Joseph Redmon: How computers learn to recognize objects instantly

Ten years ago, computer vision researchers thought that getting a computer to tell the difference between a cat and a dog would be almost impossible, even with the significant advance in the state of artificial intelligence. Now we can do it at a level greater than 99 percent accuracy. This is called image classification -- give it an image, put a label to that image -- and computers know thousands of other categories as well.

Dziesięć lat temu badacze rozpoznawania obrazów sądzili, że nauczenie komputera rozróżniania kota od psa jest prawie niemożliwe nawet przy sporym postępie rozwoju sztucznej inteligencji. Teraz jest to możliwe z dokładnością większą niż 99%. Nazywamy to klasyfikacją obrazu: dostarcz obraz, przypisz do niego etykietę... komputery znają teraz tysiące innych kategorii.

I'm a graduate student at the University of Washington, and I work on a project called Darknet, which is a neural network framework for training and testing computer vision models. So let's just see what Darknet thinks of this image that we have. When we run our classifier on this image, we see we don't just get a prediction of dog or cat, we actually get specific breed predictions. That's the level of granularity we have now. And it's correct. My dog is in fact a malamute.

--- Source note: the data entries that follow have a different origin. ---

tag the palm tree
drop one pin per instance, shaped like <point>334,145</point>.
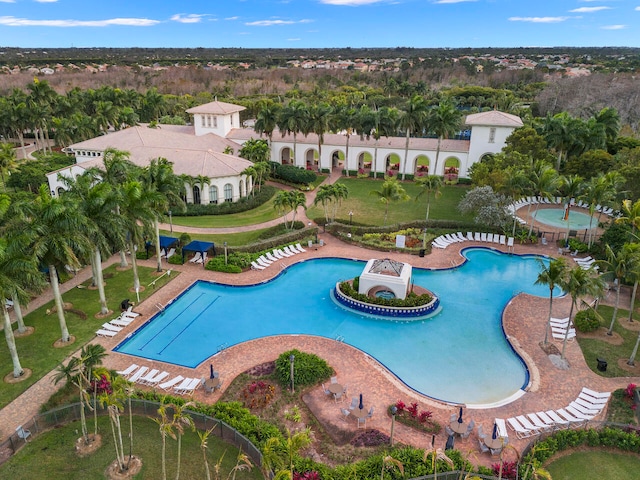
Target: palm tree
<point>412,120</point>
<point>551,274</point>
<point>616,267</point>
<point>391,191</point>
<point>445,121</point>
<point>578,283</point>
<point>431,184</point>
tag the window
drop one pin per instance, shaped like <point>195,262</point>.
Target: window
<point>228,193</point>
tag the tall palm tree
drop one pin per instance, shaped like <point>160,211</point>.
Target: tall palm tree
<point>391,191</point>
<point>578,283</point>
<point>412,120</point>
<point>551,274</point>
<point>430,185</point>
<point>445,121</point>
<point>616,267</point>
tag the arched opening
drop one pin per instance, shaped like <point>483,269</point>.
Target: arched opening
<point>422,165</point>
<point>286,156</point>
<point>228,192</point>
<point>196,194</point>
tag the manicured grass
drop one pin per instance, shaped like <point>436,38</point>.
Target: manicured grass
<point>261,214</point>
<point>369,210</point>
<point>595,465</point>
<point>36,351</point>
<point>51,455</point>
<point>595,348</point>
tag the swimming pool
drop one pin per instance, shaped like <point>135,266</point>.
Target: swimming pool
<point>554,217</point>
<point>459,355</point>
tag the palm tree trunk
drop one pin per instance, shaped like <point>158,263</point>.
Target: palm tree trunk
<point>19,318</point>
<point>55,286</point>
<point>633,301</point>
<point>615,309</point>
<point>97,261</point>
<point>11,343</point>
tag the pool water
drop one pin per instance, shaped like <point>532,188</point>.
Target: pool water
<point>459,355</point>
<point>554,217</point>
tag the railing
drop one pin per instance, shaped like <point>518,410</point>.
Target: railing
<point>71,413</point>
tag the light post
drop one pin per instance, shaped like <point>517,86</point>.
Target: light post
<point>394,410</point>
<point>292,359</point>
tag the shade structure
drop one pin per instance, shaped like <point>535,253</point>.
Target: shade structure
<point>198,246</point>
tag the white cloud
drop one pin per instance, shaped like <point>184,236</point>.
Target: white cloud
<point>191,18</point>
<point>271,23</point>
<point>589,9</point>
<point>539,19</point>
<point>25,22</point>
<point>350,3</point>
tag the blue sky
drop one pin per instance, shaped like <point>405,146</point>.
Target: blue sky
<point>319,23</point>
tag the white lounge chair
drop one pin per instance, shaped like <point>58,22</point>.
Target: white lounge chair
<point>171,383</point>
<point>139,374</point>
<point>105,333</point>
<point>128,371</point>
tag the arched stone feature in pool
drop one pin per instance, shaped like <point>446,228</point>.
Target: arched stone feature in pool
<point>386,274</point>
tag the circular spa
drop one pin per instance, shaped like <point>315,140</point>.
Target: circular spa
<point>460,354</point>
<point>555,217</point>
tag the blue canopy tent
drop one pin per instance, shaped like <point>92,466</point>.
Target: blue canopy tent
<point>165,243</point>
<point>198,246</point>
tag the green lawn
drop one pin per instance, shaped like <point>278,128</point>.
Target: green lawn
<point>595,348</point>
<point>36,351</point>
<point>595,465</point>
<point>52,456</point>
<point>368,210</point>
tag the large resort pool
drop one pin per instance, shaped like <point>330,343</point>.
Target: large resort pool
<point>459,354</point>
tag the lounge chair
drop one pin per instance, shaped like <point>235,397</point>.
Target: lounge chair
<point>105,333</point>
<point>128,371</point>
<point>138,375</point>
<point>171,383</point>
<point>147,376</point>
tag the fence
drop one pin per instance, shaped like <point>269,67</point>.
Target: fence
<point>71,413</point>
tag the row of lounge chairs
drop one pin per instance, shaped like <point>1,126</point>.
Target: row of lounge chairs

Jestem doktorantem na Uniwersytecie Waszyngtońskim i pracuję nad projektem "Darknet", który jest frameworkiem sieci neuronowej do ćwiczenia i testowana modeli rozpoznawania obrazów. Sprawdźmy więc, co "Darknet" sądzi o tym obrazie. Wprowadzenie tego obrazu do klasyfikatora nie tylko da nam prognozę, czy to pies czy kot, ale nawet prognozę konkretnej rasy. Taki poziom szczegółowości jest teraz dostępny. I jest to poprawne rozpoznanie. Mój pies to naprawdę malamut.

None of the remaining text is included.